Hemmes mathematische Rätsel: Wie lange treibt die Weinflasche im Wasser?
1948 veröffentlichte der Berliner Physikprofessor Christian Gerthsen sein Werk »Physik: Ein Lehrbuch zum Gebrauch neben Vorlesungen«. Ab der 13. Auflage wurde jedes Kapitel um eine Reihe von Übungsaufgaben ergänzt. Dies sind jedoch nicht die typischen langweiligen Aufgaben, die man aus vielen Schulbüchern kennt, sondern reizvolle physikalische Denksportaufgaben. Das folgende Problem ist eine kleine Kostprobe.
Charon rudert mit seinem Nachen den Styx mit 3 km/h flussaufwärts. Unter der Hadesbrücke fällt ihm seine Weinflasche, ohne dass er es sieht, ins Wasser und treibt flussabwärts. Erst eine halbe Stunde später, als er einen Schluck trinken möchte, bemerkt er den Verlust. Charon wendet sofort seinen Nachen, rudert mit 7 km/h flussabwärts und holt auch tatsächlich nach einiger Zeit seine Flasche ein. Angenommen, der Styx hat eine Fließgeschwindigkeit von 2 km/h. Wie lange trieb dann die Weinflasche im Wasser?

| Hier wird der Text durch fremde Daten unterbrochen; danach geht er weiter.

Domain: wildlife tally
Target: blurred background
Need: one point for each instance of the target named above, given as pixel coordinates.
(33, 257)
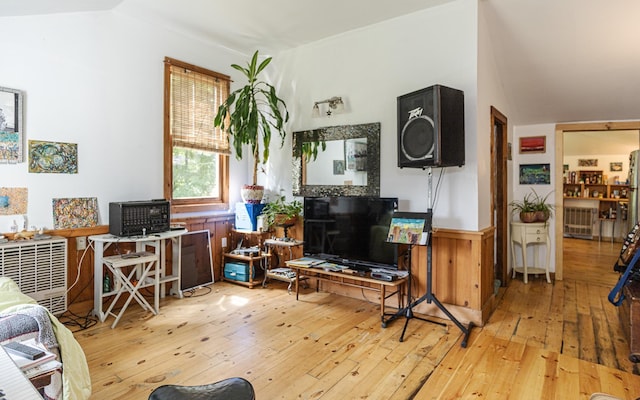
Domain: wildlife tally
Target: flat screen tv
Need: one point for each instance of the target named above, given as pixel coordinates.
(351, 231)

Die Aufgabe lässt sich nur durch mühsame Rechnerei lösen, wenn man sich bei allen Geschwindigkeiten und Strecken auf das ruhende Flussufer bezieht. Sie wird jedoch ganz einfach, wenn man das Wasser als ruhend betrachtet und das Ufer als sich bewegend.
Die ins Wasser gefallene Flasche rührt sich dann nicht vom Fleck, da sie die gleiche Geschwindigkeit hat wie der Fluss. Um die Bootsgeschwindigkeiten relativ zum Wasser zu ermitteln, muss man flussaufwärts zur Bootsgeschwindigkeit relativ zum Ufer die Wassergeschwindigkeit hinzuzählen (3 km/h + 2 km/h = 5 km/h) und flussabwärts abziehen (7 km/h − 2 km/h = 5 km/h).
Das Boot hat also flussabwärts wie auch flussaufwärts relativ zum Wasser die gleiche Geschwindigkeit von 5 km/h. Da das Boot auf den Wegen von der ruhenden Flasche fort und zur ruhenden Flasche zurück die gleiche Geschwindigkeit hat und der erste Weg eine halbe Stunde dauert, muss auch der zweite Weg eine halbe Stunde dauern. Die Flasche treibt also genau eine Stunde lang im Wasser.